= OSCON 2008, Session 1: CouchDB
== RDBMS
- CouchDB is not a relational database.
- Usually you design a schema up front
== What is CouchDB
- Stores *Documents* (individual data records)
- No Schema!
- Columns containing NULL don't make sense
- "My Business card doesn't have 'Fax Number:' and then NULL"
- Natural data behavior
== Documents
- Store your document data in a JSON string.
- Talked about how Ruby is basically JSON compatible with no translations
- XML Sucks.
Short example:
{
"_id":"223BDCD",
"_rev":"834BC",
"age":54,
"name":"Darth Vader",
...
}
- Revision allows you to fetch the document, write a new copy, and save it as the latest revision of the document. This allows you to turn back time per database row!
== How do I talk to it?
=== HTTP REST API
- Create: HTTP PUT /db/docid
- Read: HTTP GET /db/docid
- Update: HTTP POST /db/docid
- Delete: HTTP DELE /db/docid
- The ID does not have to be generated by the user. Just don't provide one. If you provide one, it has to be a string.
- JSON doesn't deal with binary data, you have to BASE64 encoding. There apparently is some other way to handle it.

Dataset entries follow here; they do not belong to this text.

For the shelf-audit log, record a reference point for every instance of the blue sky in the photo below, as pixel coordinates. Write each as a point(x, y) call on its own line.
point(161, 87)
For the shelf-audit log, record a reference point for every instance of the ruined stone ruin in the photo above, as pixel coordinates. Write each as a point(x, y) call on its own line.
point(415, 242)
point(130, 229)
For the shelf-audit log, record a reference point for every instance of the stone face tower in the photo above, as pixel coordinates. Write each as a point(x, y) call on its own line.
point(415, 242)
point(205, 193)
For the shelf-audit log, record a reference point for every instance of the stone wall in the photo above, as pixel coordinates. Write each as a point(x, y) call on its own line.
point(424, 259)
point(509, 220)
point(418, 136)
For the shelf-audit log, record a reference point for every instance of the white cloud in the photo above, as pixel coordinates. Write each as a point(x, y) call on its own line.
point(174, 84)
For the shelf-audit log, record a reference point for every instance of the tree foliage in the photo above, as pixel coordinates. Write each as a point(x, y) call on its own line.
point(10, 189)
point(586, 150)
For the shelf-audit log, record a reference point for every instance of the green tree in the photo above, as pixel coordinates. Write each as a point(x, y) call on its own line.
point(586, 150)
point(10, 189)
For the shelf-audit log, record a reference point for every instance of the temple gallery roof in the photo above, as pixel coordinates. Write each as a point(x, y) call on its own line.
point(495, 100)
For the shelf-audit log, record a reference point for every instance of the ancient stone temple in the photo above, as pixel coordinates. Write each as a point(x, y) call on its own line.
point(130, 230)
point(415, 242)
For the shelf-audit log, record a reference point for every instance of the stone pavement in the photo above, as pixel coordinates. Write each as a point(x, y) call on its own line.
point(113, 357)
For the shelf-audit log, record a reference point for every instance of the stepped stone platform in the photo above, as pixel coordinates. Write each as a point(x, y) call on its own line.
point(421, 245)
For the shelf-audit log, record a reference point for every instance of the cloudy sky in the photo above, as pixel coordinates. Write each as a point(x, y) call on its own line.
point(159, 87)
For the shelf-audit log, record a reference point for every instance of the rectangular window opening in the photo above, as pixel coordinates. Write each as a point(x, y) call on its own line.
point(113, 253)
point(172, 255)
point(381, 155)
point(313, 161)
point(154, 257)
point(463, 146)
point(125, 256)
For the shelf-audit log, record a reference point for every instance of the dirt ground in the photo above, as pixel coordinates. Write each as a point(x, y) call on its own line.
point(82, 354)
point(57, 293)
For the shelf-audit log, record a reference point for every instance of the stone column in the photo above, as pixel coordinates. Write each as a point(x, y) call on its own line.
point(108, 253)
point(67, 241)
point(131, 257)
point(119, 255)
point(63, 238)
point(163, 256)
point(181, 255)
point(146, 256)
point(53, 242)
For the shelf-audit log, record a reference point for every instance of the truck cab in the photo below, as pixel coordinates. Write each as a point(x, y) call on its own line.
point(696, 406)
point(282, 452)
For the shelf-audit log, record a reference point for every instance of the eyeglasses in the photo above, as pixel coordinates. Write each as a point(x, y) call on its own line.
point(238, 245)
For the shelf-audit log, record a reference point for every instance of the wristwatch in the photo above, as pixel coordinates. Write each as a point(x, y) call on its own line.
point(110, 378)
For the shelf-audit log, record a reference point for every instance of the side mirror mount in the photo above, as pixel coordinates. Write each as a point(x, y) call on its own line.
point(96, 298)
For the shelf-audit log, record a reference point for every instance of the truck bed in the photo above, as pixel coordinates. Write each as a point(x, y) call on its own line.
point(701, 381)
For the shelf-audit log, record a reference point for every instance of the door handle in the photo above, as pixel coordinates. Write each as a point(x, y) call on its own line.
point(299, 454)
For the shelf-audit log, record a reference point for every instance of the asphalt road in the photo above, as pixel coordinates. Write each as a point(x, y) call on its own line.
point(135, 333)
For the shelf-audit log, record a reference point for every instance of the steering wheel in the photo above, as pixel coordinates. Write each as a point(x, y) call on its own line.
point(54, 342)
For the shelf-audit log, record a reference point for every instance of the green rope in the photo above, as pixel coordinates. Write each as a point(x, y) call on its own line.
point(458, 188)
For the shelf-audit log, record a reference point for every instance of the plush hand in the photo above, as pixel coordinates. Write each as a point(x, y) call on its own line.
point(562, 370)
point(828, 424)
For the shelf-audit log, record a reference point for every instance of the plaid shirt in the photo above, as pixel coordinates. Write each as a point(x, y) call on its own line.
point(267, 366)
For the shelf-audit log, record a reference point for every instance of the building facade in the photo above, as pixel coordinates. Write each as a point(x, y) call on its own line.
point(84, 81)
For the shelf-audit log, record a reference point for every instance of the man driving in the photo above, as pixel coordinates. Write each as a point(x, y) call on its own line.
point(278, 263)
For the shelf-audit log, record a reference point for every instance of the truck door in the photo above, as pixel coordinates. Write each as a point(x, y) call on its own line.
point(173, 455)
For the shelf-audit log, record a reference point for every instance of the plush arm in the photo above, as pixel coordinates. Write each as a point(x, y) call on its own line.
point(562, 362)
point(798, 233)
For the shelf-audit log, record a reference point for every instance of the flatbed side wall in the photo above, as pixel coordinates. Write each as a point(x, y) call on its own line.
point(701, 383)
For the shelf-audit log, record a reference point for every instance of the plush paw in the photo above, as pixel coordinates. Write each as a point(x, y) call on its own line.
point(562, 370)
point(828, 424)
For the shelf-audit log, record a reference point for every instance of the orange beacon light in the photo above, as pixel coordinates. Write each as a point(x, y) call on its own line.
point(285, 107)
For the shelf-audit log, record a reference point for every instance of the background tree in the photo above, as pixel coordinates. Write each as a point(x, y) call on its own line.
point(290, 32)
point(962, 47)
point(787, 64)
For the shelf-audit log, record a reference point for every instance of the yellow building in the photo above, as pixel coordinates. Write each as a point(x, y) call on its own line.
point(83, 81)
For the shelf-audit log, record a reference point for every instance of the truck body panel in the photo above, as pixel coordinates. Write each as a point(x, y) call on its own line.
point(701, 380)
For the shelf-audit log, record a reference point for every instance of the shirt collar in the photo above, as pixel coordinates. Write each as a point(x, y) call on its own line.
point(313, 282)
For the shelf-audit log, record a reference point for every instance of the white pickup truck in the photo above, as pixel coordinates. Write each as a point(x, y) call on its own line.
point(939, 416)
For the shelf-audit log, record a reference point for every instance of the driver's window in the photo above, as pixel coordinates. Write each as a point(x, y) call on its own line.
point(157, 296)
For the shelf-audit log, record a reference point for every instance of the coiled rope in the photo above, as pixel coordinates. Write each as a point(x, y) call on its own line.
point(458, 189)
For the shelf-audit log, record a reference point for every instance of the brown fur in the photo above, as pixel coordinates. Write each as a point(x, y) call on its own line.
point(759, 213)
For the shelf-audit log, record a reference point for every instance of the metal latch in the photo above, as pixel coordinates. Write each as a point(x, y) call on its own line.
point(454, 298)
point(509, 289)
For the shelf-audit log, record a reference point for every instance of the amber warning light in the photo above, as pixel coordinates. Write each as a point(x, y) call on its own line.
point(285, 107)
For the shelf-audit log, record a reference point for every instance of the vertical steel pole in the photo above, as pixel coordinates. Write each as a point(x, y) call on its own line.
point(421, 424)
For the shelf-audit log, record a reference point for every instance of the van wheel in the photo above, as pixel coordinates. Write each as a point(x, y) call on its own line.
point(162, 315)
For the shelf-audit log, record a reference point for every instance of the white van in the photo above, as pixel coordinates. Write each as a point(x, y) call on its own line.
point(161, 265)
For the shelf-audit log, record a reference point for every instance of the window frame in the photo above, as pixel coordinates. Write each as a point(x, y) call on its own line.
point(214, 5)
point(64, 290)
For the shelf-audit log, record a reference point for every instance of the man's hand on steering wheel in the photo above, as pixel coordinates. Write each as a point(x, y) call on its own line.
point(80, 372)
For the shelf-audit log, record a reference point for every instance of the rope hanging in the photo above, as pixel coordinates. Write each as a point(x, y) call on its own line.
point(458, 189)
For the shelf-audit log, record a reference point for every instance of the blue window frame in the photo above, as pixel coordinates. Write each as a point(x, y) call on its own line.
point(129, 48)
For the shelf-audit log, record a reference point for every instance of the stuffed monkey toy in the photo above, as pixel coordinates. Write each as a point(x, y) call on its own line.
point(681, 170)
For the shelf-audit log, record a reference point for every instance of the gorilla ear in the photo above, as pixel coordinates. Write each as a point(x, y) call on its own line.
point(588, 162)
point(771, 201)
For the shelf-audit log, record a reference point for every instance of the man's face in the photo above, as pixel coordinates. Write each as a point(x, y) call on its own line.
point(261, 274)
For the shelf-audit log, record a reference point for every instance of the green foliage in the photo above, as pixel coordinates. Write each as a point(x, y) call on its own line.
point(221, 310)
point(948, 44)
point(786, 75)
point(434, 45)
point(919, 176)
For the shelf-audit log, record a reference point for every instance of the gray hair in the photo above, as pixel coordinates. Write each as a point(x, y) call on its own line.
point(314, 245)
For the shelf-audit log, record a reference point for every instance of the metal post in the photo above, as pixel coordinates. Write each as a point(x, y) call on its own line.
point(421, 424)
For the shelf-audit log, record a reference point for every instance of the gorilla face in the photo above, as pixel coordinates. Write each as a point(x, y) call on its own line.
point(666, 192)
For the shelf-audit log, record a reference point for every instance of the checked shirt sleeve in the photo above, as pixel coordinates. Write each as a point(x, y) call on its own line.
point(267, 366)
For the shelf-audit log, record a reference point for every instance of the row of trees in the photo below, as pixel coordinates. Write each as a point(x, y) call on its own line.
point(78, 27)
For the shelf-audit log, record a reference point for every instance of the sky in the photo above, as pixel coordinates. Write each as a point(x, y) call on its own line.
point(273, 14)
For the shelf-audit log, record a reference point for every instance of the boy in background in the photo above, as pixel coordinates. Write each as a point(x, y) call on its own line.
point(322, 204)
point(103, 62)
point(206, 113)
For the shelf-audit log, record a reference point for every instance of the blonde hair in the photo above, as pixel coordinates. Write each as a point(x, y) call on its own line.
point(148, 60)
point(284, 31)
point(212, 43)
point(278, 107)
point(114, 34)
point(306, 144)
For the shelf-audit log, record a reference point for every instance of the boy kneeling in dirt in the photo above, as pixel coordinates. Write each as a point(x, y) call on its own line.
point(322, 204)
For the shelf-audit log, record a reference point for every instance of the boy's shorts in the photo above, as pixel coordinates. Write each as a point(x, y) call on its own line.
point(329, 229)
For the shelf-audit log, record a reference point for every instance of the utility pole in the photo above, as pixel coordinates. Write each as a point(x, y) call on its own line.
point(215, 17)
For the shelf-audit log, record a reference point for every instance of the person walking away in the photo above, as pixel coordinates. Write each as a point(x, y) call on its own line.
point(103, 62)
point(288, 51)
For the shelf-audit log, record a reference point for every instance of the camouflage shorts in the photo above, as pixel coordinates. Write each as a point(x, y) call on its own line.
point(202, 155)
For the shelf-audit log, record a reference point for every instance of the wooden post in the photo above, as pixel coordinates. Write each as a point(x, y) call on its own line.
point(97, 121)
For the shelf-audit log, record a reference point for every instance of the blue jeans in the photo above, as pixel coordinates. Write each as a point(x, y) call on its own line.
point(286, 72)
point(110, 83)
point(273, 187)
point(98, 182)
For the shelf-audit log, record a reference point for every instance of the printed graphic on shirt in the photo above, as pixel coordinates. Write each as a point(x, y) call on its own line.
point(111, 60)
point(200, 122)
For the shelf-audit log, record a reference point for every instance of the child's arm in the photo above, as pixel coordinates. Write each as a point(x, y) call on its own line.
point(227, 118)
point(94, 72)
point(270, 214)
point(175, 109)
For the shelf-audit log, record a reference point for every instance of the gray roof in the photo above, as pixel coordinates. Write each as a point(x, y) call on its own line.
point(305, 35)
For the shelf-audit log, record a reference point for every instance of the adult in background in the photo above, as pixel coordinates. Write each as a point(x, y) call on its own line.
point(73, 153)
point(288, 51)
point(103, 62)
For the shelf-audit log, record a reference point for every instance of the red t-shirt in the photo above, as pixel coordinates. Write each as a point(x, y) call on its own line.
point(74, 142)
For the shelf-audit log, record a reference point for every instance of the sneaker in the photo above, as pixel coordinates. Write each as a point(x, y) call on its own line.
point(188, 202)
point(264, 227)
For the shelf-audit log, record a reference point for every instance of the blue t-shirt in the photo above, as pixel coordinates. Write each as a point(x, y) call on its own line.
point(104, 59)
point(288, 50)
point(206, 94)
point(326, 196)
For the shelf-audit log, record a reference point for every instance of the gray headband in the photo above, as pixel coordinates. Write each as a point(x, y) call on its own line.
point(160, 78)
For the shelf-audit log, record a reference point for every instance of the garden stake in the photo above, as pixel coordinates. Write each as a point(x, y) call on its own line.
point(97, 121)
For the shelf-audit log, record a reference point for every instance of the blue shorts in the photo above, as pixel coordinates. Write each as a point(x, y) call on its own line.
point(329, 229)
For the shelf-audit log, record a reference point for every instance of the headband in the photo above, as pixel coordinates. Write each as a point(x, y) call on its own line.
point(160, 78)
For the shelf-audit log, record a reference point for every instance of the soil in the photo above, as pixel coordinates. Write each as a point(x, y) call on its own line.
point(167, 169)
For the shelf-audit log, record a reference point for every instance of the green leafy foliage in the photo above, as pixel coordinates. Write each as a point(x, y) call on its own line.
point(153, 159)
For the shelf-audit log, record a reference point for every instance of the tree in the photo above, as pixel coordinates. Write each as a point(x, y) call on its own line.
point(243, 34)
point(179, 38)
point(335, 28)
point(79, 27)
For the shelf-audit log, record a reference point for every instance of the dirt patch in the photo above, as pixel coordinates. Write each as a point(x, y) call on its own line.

- If you don't have well-formed JSON, all calls will result in an error. They don't have a way to specify a way to enforce writes.
- Type integrity checking: They don't care.
- Is there a way to get a document using something other than an id? Yes.
There are 2 more features that make Couch really cool:
== Views
- Filter, Collate, Aggregate
- Powered by map/reduce! (They improved it a little bit!)
- Views are built incrementally and on demand. Reduction is optional.
- Sends diffs around to sync db data. VERY FAST!
- No write penalty with views.
- The view is simply the result of a map/reduce function stored in a btree.
=== Example: Tag Cloud
- We have a db full of tagged documents
- We must know how often each tag appears
- Use map/reduce!
- Works well since it's in Erlang, which can be massively parallel
== Replication
- CouchDB was originally designed for an offline replication of your database.
- Replication works a lot like rsync
- They don't use auto_increment
- Full new revisions of documents, not partial changes.
== Built for the future
- Written in Erlang.
- Non-locking MVCC and ACID compliant data store
- No locking of the data store ever
- Damien Katz invented it. Self-funded fulltime development for 2 years.
- Now it's backed by IBM.